In the 2020/21 planting season, the City planted 9,040 trees and 58,724 shrubs, meaning that the City is on track to meet its target.
In 2020/21, the Community Tree Planting Program involved 216 volunteers in residential street tree-planting events and 115 school students and scouts assisted in planting trees on school verges and in reserves. This resulted in a total of 331 volunteers contributing 1,236 hours, planting 1,230 street trees across the City.
Council unanimously endorsed a review of Local Planning Policy 6.11 – Trees and Development, as well as the creation of a register for significant trees that are required to be retained as part of a development. Under Clause 5.5.5 of the City’s Local Planning Scheme (LPS3) variations to development standards are possible where a significant tree is retained on site as part of a development.
Mayor Mark Irwin said today that Council was committed to doing more to increase tree canopy coverage across the City.
“The City of Stirling is one of the most advanced local governments in Western Australia in monitoring tree canopy, and due to developments on private land this canopy coverage is falling,” he said.
“Our Urban Forest Plan 2019 sets out an ambitious target of increasing the 12.6 per cent coverage in 2018 to 18 per cent in 2040. However, the latest analysis conducted by the City shows that the coverage fell to 12.2 per cent in 2020-21.
“The City is currently developing further plans and programs for the financial year 2022/23 budget that will bring Policy 6.11 up to a sector-leading position, and these new incentives to retain significant trees are an important step in that direction.
“Having your DA brought to the front of the queue because you’ve retained a significant tree is a massive incentive, because time is money. As we review our Trees and Development Policy, we will be looking for other, stronger actions Council can take.”
Director Planning and Development Stevan Rodic stated today that tree canopy loss was an issue for the whole Perth metropolitan region, and that the City endorsed calls for a consistent mechanism to further incentivise the retention of mature trees on private land.
“Planting trees as part of a development has become widely accepted by the community and the development industry,” he said.
“However, two-thirds of all tree canopy cover loss in the City has been on private land – both via development of residential properties and significant tree pruning – and so planting alone will not adequately replace the tree canopy loss.

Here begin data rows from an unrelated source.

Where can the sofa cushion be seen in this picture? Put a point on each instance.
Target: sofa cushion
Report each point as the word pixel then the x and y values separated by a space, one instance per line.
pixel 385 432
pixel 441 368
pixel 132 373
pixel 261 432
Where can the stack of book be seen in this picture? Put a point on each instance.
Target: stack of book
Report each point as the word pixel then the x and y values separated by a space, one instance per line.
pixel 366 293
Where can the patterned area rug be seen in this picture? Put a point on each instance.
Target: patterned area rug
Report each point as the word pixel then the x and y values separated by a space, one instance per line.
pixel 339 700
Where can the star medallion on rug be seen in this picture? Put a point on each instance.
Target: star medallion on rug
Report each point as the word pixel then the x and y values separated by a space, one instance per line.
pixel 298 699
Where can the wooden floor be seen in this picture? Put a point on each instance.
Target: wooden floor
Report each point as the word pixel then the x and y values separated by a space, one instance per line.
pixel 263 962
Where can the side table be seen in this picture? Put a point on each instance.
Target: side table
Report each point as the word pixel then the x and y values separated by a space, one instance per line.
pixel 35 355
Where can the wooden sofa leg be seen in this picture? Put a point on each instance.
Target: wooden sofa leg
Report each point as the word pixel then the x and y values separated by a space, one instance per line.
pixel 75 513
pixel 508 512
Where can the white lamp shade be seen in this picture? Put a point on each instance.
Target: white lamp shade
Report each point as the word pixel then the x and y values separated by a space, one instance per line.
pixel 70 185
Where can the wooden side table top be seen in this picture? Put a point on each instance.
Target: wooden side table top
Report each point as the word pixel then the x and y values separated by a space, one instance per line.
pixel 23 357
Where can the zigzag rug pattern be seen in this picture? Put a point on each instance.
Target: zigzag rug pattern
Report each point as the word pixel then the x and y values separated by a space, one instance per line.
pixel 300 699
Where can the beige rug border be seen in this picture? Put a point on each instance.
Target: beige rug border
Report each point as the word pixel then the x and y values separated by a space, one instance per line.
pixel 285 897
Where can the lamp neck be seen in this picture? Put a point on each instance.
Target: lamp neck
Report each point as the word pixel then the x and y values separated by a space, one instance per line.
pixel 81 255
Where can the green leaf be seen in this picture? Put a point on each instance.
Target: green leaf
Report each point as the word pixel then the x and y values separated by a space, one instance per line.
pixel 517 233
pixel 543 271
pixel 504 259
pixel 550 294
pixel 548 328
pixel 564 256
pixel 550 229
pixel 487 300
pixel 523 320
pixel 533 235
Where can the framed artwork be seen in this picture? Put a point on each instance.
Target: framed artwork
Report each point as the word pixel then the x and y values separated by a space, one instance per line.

“In October 2017, Council adopted Local Planning Policy 6.11 - Trees and Development (the Trees and Development Policy) and changes to LPS3 to require the provision of trees (either through retention or planting) in developments.
“Additional controls have also has been introduced by Council into LPS3 that allow scheme requirements to be varied where a significant tree is retained on private land.”
The WA Local Government Association (WALGA) has previously stated in a submission to the State Government’s proposed planning reform that Local Governments understand the loss of mature trees in urban areas. Combined with the impacts of climate change, this is contributing to creating hotter cities, suburbs and regional centres.
As well as lessening the impact of the urban heat island effect and increasing resilience to a changing climate, improving tree canopy cover increases neighbourhood liveability and amenity, improves air quality, assists to conserve biodiversity and contributes positively to psychological and emotional wellbeing.
WALGA has proposed – and the City of Stirling is supportive of this position – that a collaboration between the Western Australian Planning Commission (WAPC) and the sector be formed to develop a consistent and effective mechanism within the planning system to protect mature urban trees on private land.